Direct na Baybaşins arrestatie in 1998 is door het OM op al zijn bezittingen en die van zijn familieleden beslag gelegd. Aan zijn advocaat werd door de officier van justitie vertrouwelijk verteld, dat dit werd gedaan om een eventuele verdediging van Baybasin financieel de wind uit de zeilen te nemen.

Maar jarenlang politieonderzoek kon niet aantonen dat Baybaşin ooit enig inkomen had verkregen uit illegale drugshandel. Evenmin kon enig inkomen worden afgeleid uit de delicten waarvoor Baybaşin op grond van dubieuze telefoonopnamen in de hoofdzaak tot levenslang werd veroordeeld. Het ging met name om vermeende slachtoffers van wie nooit kon worden aangetoond dat Baybaşin überhaupt contact met hen had gehad.

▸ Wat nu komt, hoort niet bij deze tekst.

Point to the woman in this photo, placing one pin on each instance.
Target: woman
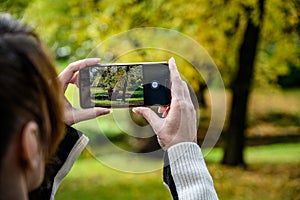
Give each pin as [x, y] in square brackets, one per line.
[34, 114]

Het bracht het OM er toe zijn toevlucht te nemen tot andere afgeluisterde telefoongesprekken, waarin Baybaşin zakelijke gesprekken voerde. Daarvan waren er vele. Via enkele valse handgrepen werden daar afdreigingen door Baybaşin van zijn gesprekspartners uit geconstrueerd. Het probleem dat rees voor het OM was dat geen van de slachtoffers zelf kon bevestigen ooit afgedreigd te zijn door Baybaşin.

Zo zou Baybaşin door het innen van een heroïneschuld eigenaar zijn geworden van een Turks restaurant in Amsterdam. Hij zou een heroïnehandelaar hebben afgeperst met een oude heroïneschuld en hij zou iemand onder druk hebben gezet rondom de verkoop van een stuk grond in Turkije. Maar zoals de Nederlandse officier van justitie aan zijn Britse collega had meegedeeld kon men geen slachtoffers vinden die de uit de telefoontaps gedestilleerde afdreigingen konden bevestigen.

EEN BRITSE OFFICIER VAN JUSTITIE in 2004: “I am informed by the Dutch prosecutor that there is a further complication in the case against the Defendant in that the Defendant’s debtors could not be found, and there are no statements to confirm the interpretation of the wire taps used.”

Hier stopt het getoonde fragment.